The number of standard deviations that a value departs from the mean is called the z-score. The z-score of the mean is zero.
Converting values to z-scores is called standardizing, which allows comparison between values from different distributions.
The area under the bell curve between a pair of z-scores gives the percentage of things associated with that range range of values. For example, the area between one standard deviation below the mean and one standard deviation above the mean represents around 68.2 percent of the values.
The sd() function can be used to calculate the standard deviation for a set of values. For example, this plots the density curve for height, along with vertical lines for the mean, one standard deviation below the mean (z = -1) and one standard deviation above the mean (z = 1).

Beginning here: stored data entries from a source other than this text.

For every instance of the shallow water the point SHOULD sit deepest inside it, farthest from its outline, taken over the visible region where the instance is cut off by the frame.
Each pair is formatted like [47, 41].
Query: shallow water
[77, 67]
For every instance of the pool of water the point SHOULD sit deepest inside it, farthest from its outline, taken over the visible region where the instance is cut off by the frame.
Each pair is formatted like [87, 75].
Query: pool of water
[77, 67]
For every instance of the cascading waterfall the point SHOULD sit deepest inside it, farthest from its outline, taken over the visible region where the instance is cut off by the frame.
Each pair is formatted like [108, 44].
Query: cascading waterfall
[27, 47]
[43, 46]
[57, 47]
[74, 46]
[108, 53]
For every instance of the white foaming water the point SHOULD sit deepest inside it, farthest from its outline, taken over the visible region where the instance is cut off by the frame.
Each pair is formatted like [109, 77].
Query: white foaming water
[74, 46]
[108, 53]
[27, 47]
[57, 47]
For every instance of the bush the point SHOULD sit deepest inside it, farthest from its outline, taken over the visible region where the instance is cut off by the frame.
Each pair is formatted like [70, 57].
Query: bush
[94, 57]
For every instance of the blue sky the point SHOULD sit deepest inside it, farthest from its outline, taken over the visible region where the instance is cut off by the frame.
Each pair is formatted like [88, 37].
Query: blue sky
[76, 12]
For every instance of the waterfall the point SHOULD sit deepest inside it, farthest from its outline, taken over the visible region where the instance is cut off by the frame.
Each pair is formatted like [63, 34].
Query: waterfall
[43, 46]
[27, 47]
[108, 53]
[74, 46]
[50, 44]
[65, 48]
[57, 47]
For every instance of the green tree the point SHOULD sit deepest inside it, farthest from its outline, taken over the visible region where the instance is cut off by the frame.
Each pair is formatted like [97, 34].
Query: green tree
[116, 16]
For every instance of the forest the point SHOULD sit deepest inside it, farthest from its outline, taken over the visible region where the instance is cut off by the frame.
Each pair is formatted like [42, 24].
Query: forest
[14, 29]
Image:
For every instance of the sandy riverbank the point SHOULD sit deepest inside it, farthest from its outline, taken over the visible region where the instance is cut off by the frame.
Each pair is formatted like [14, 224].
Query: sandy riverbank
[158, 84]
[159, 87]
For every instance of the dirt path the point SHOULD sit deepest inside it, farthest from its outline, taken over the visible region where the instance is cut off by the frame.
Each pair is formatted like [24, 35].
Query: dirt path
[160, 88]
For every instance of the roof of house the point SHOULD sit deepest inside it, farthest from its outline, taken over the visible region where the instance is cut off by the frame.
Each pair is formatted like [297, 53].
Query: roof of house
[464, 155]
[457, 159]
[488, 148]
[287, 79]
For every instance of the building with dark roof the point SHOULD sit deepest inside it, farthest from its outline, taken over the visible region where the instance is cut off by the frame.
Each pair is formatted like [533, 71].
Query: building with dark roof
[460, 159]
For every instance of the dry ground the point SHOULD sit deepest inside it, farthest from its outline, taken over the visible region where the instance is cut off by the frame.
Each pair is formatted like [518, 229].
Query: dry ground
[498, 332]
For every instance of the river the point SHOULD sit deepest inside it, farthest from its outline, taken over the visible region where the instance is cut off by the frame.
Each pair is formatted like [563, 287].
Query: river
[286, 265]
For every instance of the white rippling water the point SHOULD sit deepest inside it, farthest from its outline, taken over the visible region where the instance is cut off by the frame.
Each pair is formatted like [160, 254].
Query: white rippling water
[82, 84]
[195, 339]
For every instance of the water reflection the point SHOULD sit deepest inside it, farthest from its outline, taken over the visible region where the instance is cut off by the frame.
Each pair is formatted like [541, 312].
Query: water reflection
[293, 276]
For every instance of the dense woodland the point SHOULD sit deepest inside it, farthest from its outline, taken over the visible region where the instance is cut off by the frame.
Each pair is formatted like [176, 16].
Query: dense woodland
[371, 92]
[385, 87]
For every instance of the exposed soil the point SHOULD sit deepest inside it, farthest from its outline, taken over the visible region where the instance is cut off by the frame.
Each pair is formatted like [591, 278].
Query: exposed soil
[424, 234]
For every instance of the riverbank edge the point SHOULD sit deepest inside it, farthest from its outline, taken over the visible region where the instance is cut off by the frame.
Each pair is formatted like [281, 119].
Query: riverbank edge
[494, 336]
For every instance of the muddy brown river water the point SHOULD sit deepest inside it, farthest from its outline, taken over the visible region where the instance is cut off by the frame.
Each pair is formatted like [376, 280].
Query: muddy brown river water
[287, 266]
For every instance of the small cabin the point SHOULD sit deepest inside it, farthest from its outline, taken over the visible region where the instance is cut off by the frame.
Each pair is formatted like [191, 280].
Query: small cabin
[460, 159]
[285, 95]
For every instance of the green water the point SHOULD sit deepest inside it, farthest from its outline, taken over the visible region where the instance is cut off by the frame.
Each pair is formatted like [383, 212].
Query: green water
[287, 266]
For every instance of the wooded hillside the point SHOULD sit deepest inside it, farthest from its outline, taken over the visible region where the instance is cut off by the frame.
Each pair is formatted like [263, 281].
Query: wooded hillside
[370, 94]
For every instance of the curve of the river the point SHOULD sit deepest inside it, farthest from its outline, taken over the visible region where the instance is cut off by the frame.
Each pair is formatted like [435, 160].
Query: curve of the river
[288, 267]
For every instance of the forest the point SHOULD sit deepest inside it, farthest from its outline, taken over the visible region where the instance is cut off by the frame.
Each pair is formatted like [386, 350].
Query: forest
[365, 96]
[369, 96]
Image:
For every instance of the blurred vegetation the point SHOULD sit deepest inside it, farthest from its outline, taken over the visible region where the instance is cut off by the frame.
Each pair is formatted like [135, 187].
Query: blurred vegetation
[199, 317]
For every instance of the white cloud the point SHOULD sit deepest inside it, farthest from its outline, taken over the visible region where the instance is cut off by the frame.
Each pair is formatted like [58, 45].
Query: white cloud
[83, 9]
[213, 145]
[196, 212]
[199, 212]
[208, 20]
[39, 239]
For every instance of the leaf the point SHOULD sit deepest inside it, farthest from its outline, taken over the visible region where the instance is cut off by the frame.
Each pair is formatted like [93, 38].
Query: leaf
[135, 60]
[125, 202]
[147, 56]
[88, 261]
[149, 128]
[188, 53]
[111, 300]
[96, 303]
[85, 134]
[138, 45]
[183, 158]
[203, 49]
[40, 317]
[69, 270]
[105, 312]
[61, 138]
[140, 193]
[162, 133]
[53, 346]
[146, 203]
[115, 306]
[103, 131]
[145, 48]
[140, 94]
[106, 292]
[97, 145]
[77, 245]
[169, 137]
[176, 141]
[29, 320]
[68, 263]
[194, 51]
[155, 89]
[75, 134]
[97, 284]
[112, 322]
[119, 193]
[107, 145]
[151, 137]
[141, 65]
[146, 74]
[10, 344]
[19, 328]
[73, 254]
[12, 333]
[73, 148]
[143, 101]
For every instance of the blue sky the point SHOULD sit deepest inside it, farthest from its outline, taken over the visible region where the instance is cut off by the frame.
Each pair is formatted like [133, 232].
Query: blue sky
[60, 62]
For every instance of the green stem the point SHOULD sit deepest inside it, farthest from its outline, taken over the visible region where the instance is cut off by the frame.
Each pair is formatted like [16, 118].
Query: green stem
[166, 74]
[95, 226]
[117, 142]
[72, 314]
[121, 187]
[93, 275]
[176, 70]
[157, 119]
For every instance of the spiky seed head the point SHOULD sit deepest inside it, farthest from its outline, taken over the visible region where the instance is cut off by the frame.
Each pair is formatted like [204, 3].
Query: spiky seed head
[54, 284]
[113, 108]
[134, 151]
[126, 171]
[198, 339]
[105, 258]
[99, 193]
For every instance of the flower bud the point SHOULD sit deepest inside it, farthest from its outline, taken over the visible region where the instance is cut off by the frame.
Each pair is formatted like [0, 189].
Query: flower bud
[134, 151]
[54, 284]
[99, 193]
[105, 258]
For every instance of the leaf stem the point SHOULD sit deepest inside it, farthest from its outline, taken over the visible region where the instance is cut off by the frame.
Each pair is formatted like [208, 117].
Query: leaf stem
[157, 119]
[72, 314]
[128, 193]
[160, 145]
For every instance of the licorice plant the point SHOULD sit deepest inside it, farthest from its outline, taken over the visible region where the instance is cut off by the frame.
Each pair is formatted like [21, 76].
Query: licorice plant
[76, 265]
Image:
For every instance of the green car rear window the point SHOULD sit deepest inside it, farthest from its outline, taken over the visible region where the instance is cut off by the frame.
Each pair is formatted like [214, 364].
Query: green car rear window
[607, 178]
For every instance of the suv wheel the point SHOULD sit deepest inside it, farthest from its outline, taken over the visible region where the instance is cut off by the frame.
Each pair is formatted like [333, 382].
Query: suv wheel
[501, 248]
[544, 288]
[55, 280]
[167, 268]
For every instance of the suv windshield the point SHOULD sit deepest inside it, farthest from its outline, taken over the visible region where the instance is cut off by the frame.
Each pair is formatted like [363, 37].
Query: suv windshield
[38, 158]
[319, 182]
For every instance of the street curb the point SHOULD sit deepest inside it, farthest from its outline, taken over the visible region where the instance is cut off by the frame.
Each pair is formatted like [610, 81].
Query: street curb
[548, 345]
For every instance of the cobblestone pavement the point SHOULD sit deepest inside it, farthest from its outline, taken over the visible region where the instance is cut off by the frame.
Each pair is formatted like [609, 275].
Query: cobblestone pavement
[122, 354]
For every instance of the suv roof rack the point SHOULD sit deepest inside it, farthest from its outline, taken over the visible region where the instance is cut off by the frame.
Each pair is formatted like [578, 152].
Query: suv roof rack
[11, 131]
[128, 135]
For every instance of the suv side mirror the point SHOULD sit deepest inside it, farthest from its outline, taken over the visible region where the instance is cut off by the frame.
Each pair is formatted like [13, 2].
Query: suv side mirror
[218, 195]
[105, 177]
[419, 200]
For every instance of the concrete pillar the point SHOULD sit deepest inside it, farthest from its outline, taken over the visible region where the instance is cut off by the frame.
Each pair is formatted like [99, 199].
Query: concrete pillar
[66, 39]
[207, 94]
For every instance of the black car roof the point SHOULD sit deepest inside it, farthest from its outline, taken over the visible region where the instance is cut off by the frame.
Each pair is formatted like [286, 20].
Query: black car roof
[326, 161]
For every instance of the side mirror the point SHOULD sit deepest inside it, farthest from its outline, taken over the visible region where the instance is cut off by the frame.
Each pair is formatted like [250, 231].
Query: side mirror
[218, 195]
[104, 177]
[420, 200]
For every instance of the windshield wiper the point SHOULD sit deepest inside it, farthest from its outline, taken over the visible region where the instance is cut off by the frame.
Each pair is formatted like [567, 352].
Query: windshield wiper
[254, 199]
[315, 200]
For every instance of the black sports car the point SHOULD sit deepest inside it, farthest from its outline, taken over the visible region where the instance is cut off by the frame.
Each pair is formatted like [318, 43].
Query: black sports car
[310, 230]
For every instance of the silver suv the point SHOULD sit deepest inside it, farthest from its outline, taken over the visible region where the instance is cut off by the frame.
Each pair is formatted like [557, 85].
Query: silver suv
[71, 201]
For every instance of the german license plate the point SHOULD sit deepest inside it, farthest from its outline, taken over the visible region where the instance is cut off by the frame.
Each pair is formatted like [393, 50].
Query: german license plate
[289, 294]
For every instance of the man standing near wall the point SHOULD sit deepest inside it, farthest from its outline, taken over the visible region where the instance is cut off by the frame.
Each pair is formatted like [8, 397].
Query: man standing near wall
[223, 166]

height = responses[!is.na(responses$HTIN4),] height.mean = mean(height$HTIN4, na.rm=T) height.sd = sd(height$HTIN4, na.rm=T) plot(density(height$HTIN4, bw=1, na.rm=T), lwd=3, col="navy", main="") abline(v=height.mean, col="navy", lwd=3) abline(v=height.mean - height.sd, col="darkred", lty=2, lwd=3) abline(v=height.mean + height.sd, col="darkred", lty=2, lwd=3) paste("The mean US height is", height.mean, "inches with a standard deviation of", height.sd, "inches.")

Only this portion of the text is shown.